La cita (I) (De bares, promesas y recuerdos)

Nada o casi nada había cambiado al abrigo de aquel bar. Yo afrontaba ese careo con el tiempo sin tener muy claro si, al menos, podría ganarle otra batalla. Mientras te esperaba fui sacando poco a poco los recuerdos del baúl. Todo aquello que habíamos llevado a cuestas a lo largo de los últimos diez años, todo aquello que habíamos vivido. Lo mucho que habíamos reído, lo mucho que habíamos amado, pero también lo mucho que habíamos ido dejando atrás a cada paso. Por primera vez, fui realmente consciente de lo rápido que giraban las manillas del reloj. Pero, al fin y al cabo, allí estaba, paseando el bolígrafo sobre mis páginas inciertas, que ardían sólo con rozarlas, levantando la cabeza para mirar de reojo hacia la puerta cada vez que el chasquido de sus goznes rompía la monotonía de aquel silencio tan poco compasivo.

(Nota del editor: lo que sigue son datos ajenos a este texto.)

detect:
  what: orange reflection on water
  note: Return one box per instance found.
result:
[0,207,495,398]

A veces se me escapaba algún recuerdo que salpicaba la árida planicie de aquella mesa de madera. Otras veces, me bastaba un rápido vistazo a la espesura del bar para darme cuenta de que todo encajaba con aquella imagen idílica que tantas veces habíamos imaginado, que se ajustaba de forma alarmantemente precisa a lo estricto del guión. De pronto los recuerdos se mezclaban con las expectativas. Por no faltar, no faltaba ni la rubia que fumaba al final de la barra. Y los recuerdos seguían amontonándose sobre la mesa, como las colillas en el cenicero. Pasaban los minutos y las horas, con esa misma naturalidad hiriente con la que pasan los años. Pedí otra cerveza. Tal vez me asaltaran algunas dudas, o lo que es peor, algunas certezas. Pero sabía que seguiría esperándote para brindar contigo o con tu silla vacía. Fuese como fuese, seguiría esperándote , abandonándome a esos recuerdos que había ido sacando cuidadosamente del baúl, que irían tiñendo de cenizas aquella mesa arrinconada en las esquinas del tiempo. Fuese como fuese, sería hermoso vivir aquella espera.